Law review article citing blog posts: This isn’t an entirely new phenomenon, but it’s relatively new, and still interesting:

19. As initial commentary indicated, the Eldred opinion itself offered surprisingly little discussion of how it fit into either the First Amendment or the Article I federalism case law. See Jack Balkin, Is the Digital Millennium Copyright Act Unconstitutional under Eldred v.

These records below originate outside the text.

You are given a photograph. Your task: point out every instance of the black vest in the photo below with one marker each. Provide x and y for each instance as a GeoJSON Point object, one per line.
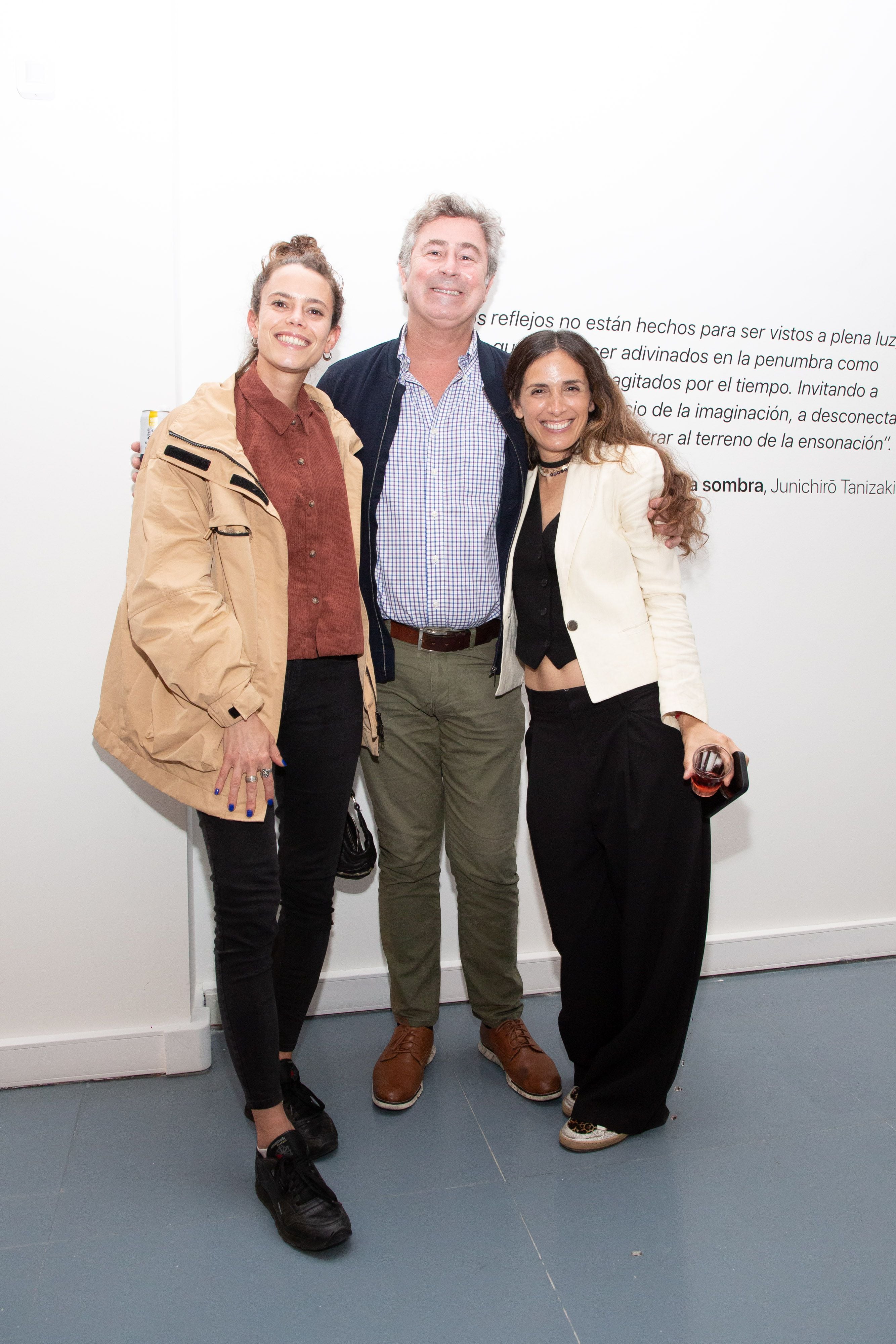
{"type": "Point", "coordinates": [537, 595]}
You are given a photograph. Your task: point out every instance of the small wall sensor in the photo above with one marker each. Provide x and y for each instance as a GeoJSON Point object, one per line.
{"type": "Point", "coordinates": [35, 79]}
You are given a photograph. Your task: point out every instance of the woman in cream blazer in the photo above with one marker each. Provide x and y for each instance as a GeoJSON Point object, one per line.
{"type": "Point", "coordinates": [596, 624]}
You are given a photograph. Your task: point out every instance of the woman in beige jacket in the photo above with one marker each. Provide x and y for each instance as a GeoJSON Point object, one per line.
{"type": "Point", "coordinates": [596, 616]}
{"type": "Point", "coordinates": [238, 673]}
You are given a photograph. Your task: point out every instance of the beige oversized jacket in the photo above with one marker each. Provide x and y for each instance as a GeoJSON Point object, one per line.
{"type": "Point", "coordinates": [202, 626]}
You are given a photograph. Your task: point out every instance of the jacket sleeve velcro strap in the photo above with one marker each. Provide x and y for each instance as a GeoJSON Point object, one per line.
{"type": "Point", "coordinates": [246, 701]}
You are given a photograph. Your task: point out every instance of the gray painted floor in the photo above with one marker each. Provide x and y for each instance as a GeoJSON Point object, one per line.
{"type": "Point", "coordinates": [765, 1213]}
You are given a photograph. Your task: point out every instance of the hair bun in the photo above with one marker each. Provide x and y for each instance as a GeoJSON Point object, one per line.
{"type": "Point", "coordinates": [301, 245]}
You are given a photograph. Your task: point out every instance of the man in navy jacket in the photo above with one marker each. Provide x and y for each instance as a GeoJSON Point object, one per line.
{"type": "Point", "coordinates": [445, 464]}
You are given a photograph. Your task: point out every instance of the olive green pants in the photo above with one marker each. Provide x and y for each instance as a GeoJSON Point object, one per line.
{"type": "Point", "coordinates": [449, 765]}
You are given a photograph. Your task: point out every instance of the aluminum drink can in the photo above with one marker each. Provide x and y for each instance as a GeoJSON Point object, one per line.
{"type": "Point", "coordinates": [148, 423]}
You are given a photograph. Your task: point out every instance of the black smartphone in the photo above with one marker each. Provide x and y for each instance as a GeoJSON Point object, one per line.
{"type": "Point", "coordinates": [737, 790]}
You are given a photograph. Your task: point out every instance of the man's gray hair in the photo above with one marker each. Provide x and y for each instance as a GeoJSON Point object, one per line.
{"type": "Point", "coordinates": [455, 208]}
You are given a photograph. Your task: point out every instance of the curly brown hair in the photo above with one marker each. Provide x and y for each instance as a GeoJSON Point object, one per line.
{"type": "Point", "coordinates": [612, 428]}
{"type": "Point", "coordinates": [301, 251]}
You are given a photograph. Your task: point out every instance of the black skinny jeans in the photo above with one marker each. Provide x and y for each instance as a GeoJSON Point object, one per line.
{"type": "Point", "coordinates": [268, 968]}
{"type": "Point", "coordinates": [623, 854]}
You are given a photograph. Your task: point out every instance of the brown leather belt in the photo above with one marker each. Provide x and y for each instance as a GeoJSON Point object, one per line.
{"type": "Point", "coordinates": [451, 643]}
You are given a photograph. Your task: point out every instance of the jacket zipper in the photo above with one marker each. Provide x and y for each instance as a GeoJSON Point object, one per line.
{"type": "Point", "coordinates": [209, 448]}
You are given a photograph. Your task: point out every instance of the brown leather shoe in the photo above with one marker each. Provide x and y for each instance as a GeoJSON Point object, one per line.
{"type": "Point", "coordinates": [527, 1069]}
{"type": "Point", "coordinates": [398, 1075]}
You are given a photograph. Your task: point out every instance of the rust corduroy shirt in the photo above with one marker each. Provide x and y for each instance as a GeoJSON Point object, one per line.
{"type": "Point", "coordinates": [295, 456]}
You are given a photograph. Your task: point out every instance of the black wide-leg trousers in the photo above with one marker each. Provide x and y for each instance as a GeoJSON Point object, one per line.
{"type": "Point", "coordinates": [268, 968]}
{"type": "Point", "coordinates": [623, 854]}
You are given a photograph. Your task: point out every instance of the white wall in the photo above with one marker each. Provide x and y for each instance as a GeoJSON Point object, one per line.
{"type": "Point", "coordinates": [94, 915]}
{"type": "Point", "coordinates": [705, 163]}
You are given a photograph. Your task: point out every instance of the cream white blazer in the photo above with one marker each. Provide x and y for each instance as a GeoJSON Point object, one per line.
{"type": "Point", "coordinates": [621, 588]}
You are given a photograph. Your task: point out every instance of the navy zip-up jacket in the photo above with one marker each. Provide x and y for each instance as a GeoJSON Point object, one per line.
{"type": "Point", "coordinates": [367, 392]}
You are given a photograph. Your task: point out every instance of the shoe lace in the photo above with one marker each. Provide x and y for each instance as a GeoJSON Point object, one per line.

Ashcroft? (January 18, 2003), at http://balkin.blogspot.com/2003_01_12_balkin_archive.html#87596430 (discussing whether, with respect to the First Amendment, Eldred’s deference toward traditional copyright protection would not extend to recent innovations in the Digital Millennium Copyright Act); Orin Kerr, Eldred And Limited Powers (Jan. 17, 2003), at http://volokh.blogspot.com/2003_01_12_volokh_archive.html (suggesting that although Eldred may seem inconsistent with the Court’s recent Commerce Clause cases, Eldred did not involve the same conflict between state and federal powers); Eugene Kontorovich, Constitutional Law And Tradition (Jan. 18, 2003), at http://volokh.blogspot.com/2003_01_12_volokh_archive.html (suggesting that Eldred’s First Amendment result represented a reliance on tradition, which could lead to similar reliance in other First Amendment areas). . . .

44. For an early commentator suggesting that Eldred be best explained as traditionalism, see Eugene Kontorovich, Constitutional Law and Tradition (Jan. 18, 2003), at http://volokh.blogspot.com/2003_01_12_volokh_archive.html (“Basically the Court’s opinion says this is constitutional because no one, especially the Framers’ generation, ever thought it was unconstitutional.”) and Philippe de Croy, Constitutional Law and Tradition (Jan. 18, 2003), at http://volokh.blogspot.com/2003_01_12_volokh_archive.html (citing to Justice Scalia’s classic statement of traditionalism in Rutan and expressing skepticism that Eldred would have much effect on First Amendment law in other areas). . . .

99. Glenn Reynolds, Copyrights and Creativity (Jan. 16, 2003), at http://web.archive.org/web/20030207033652/http://www.msnbc.com.news/856672.asp. . . .

. I suspect that it will be especially common for articles about recent developments, where there isn’t yet any “official” commentary in published law review articles (or even in law review articles that are in draft), but only the unofficial commentary in academic blogs.

UPDATE: As I mentioned, this wasn’t the first example, nor the most prestigious one — my colleague Stephen Bainbridge’s blog made it into the Yale Law Journal. Cool.